Собирать лесных опят Петровича учила бабушка, как впрочем и многому остальному. У нее была целая грибная наука: она определяла даже момент времени, когда заводятся грибы. Случится, скажем, в разгар лета после дождей густой теплый туман – иди через пяток дней в лес и собирай пеньковые опята. Они появляются на пнях дружно, как будто по чьей-то неведомой команде. По земле же они распространяются позднее, если в лесу достаточно влаги и гниющего валежника.
Бабушка показывала маленькому Петровичу возле каких деревьев особенно любят прятаться опята. Она так и говорила, что их надо искать
возле березы, липы, клена, дуба, орешника. Там они заводятся охотнее всего. Хотя, конечно, не избегают осину, сосну, ель и другие породы деревьев. Но возле этих деревьев они встречаются все же реже.

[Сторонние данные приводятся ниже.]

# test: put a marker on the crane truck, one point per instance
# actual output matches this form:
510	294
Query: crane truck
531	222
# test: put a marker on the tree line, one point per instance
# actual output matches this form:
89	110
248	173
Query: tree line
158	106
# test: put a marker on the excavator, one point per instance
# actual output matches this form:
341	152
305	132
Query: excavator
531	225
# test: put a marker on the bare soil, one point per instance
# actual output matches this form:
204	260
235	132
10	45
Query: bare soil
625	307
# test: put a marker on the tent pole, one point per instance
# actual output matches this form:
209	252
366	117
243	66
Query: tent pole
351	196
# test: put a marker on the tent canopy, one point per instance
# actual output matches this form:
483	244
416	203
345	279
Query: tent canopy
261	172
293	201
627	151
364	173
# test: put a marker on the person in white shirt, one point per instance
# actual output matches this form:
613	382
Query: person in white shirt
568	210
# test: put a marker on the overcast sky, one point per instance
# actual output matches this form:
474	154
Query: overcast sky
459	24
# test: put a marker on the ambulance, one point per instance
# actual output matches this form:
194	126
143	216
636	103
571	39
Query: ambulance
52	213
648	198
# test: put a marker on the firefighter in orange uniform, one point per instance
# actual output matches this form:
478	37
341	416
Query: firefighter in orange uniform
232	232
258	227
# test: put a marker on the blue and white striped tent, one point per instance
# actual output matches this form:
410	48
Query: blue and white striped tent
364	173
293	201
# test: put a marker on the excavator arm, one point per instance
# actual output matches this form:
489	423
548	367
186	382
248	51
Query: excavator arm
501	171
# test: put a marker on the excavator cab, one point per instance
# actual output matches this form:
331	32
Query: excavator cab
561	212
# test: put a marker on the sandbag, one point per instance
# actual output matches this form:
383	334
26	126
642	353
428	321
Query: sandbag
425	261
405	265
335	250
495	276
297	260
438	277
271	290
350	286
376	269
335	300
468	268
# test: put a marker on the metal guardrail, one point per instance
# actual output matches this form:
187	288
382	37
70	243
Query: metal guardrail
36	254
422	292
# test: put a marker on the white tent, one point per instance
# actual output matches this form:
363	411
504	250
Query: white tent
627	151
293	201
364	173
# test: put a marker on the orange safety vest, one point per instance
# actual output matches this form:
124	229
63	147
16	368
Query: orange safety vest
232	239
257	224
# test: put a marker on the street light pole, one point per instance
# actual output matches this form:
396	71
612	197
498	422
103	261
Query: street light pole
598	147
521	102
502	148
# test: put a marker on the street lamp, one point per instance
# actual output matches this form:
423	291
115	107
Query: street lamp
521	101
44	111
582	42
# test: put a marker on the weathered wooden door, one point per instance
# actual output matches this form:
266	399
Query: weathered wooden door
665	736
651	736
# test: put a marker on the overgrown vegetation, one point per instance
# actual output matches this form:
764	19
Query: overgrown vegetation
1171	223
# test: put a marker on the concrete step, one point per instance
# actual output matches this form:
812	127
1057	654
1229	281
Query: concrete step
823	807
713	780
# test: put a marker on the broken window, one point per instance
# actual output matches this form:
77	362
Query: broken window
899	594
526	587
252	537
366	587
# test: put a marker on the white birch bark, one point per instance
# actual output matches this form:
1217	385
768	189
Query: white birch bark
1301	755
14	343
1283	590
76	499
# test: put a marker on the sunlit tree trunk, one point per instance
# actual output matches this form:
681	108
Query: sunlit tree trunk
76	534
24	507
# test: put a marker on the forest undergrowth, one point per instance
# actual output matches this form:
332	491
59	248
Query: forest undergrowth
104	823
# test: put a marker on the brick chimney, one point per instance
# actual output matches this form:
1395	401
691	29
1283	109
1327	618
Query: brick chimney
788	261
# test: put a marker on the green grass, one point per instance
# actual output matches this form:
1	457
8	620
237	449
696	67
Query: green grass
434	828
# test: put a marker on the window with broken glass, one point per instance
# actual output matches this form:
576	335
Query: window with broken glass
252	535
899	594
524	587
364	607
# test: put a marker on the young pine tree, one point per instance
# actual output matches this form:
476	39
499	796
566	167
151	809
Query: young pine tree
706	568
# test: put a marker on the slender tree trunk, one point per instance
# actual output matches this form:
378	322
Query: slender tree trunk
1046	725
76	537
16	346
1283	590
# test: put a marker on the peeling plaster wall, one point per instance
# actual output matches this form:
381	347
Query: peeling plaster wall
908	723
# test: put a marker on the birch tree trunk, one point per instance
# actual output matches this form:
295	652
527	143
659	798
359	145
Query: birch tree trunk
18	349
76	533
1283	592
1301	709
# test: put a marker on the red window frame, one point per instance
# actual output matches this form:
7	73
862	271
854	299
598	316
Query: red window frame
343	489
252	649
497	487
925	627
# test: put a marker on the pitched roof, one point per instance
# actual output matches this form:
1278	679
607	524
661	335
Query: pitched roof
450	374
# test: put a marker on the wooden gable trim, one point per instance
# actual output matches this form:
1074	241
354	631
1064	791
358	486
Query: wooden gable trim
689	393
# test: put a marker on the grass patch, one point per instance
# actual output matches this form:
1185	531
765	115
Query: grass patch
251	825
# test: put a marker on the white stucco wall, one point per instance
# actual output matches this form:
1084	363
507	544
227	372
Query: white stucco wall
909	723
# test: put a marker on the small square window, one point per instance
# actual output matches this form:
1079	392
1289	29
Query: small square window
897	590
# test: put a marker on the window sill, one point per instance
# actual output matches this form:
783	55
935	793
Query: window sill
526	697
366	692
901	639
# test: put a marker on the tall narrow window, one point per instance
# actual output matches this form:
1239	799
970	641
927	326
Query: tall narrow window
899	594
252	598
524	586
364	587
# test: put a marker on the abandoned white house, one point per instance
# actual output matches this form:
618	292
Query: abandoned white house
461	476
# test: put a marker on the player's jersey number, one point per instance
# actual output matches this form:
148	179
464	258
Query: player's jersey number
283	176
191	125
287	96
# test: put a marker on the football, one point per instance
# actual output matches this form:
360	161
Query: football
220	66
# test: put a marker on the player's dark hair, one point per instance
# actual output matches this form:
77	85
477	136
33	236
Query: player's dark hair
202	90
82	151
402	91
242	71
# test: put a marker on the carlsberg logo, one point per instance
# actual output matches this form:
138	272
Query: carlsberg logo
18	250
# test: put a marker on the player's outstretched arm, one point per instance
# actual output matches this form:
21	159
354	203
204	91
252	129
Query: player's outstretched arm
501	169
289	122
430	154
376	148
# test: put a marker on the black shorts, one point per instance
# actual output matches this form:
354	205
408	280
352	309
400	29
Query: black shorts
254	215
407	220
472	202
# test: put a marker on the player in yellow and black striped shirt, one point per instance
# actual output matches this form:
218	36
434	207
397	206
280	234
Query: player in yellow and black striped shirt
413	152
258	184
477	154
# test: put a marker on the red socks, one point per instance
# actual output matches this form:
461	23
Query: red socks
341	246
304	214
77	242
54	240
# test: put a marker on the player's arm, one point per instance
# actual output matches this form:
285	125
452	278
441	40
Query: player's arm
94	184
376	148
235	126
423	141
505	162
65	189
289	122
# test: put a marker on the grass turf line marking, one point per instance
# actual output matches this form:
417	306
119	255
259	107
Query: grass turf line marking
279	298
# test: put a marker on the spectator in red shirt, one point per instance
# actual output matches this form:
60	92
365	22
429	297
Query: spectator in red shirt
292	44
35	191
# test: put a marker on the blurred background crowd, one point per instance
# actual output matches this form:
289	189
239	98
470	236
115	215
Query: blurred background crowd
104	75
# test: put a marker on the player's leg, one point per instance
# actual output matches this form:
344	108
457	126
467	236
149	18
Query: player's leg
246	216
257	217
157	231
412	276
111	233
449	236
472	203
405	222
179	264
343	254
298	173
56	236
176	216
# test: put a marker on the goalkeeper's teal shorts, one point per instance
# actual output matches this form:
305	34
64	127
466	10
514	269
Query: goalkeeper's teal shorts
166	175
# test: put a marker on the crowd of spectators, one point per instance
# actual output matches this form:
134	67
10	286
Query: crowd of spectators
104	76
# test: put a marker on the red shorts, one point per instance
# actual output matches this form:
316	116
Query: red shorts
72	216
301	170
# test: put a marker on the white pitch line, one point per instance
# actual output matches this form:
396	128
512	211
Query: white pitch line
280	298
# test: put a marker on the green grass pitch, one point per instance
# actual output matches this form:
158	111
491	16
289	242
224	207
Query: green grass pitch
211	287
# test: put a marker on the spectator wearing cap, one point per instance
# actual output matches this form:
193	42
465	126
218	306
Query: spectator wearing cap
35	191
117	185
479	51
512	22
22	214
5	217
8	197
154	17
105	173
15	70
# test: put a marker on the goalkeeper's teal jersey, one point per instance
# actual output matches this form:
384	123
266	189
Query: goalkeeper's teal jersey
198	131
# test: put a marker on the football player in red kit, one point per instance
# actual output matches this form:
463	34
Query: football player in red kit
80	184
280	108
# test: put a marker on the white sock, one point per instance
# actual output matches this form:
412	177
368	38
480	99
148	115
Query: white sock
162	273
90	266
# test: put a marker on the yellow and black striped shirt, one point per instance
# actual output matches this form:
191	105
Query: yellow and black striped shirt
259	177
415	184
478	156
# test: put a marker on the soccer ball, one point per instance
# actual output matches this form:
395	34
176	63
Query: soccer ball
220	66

Бабушкина наука не пропала даром: Петрович стал настоящим мастером по отысканию и сбору опят и других грибов. Он и сейчас демонстрирует мне и жителям города любопытные удачи в этом деле. В собирательстве грибов он накопил богатую ветеранскую практику и какую-то особую хватку. К примеру, когда в недавнем прошлом он имел свой огород, то опята собирал прямо на нем, не занимаясь специально их выращиванием. Так, вырезая старую малину, он не выбрасывал и не сжигал прутья, а, прижимая, клал их на землю, где росли новые побеги. Эту процедуру он проделывал ежегодно. Куча прутьев не сильно увеличивалась, так как нижние у земли сгнивали, обогащая землю перегноем. К тому же прутья, обеспечивая тень на земле, в знойное время защищали землю и не давали сильно испаряться влаге. В связи с этим малина урождалась крупной. А как побочный эффект – возле гниющих прутьев осенью появлялись настоящие лесные опята.
Петрович, как Мюнхгаузен, поразил меня и таким явлением. Дорожку посередине огорода он не стал бетонировать или выкладывать плиткой, как делают часто другие. Он сделал ее теплой, приятной для босой ноги, положив вдоль дорожки (с двух сторон) сухие дубовые жерди, к которым наприбивал поперек деревянные дощечки. Другими словами, он соорудил на своем огороде так называемую лежневку. Материал для нее искать не надо было. После разлива Камы в 1979 году дубовая роща у понтонного моста на Красном Ключе долгое время была залита водой, а предшествовавшей зимой случились 50-градусные морозы. Многие слабые дубки из-за этих событий пострадали. Сухостоя в роще тогда было много.
Дубовые жерди на влажной земле постепенно загнивали, и через несколько лет Петрович удивил всех на своем массиве: он показывал два длинных ряда добротных лесных опят в самом центре своего чудесного огорода.
В лес же за опятами он не спешил ходить раньше других, не любил столпотворения и людского шума в лесу. На природе он отдыхал и делает это по сей день. «Но ведь до тебя там все соберут и тебе ничего не оставят», – говорю я ему. «Мои грибы никто не найдет», – отвечает он. И тут же приводит такой пример. Уже много дней носит народ из леса
опята, появившиеся на пеньках. Их любят собирать: растут они кучно, их будто какая-то сила выталкивает из пенька, они упругие – нож так и скрипит при срезе. Они смотрятся на стволах больших берез как костыли, которыми рельсы приколачиваются к деревянным шпалам.
Бывает, по березам, догнивающим стоя, опята забираются на пять и больше метров от земли. Грибники традиционно снимают их, пока рука достает. Петрович же и здесь оригинален: методом обезьяны он удлиняет руку палкой и сбивает опят с заоблачной высоты.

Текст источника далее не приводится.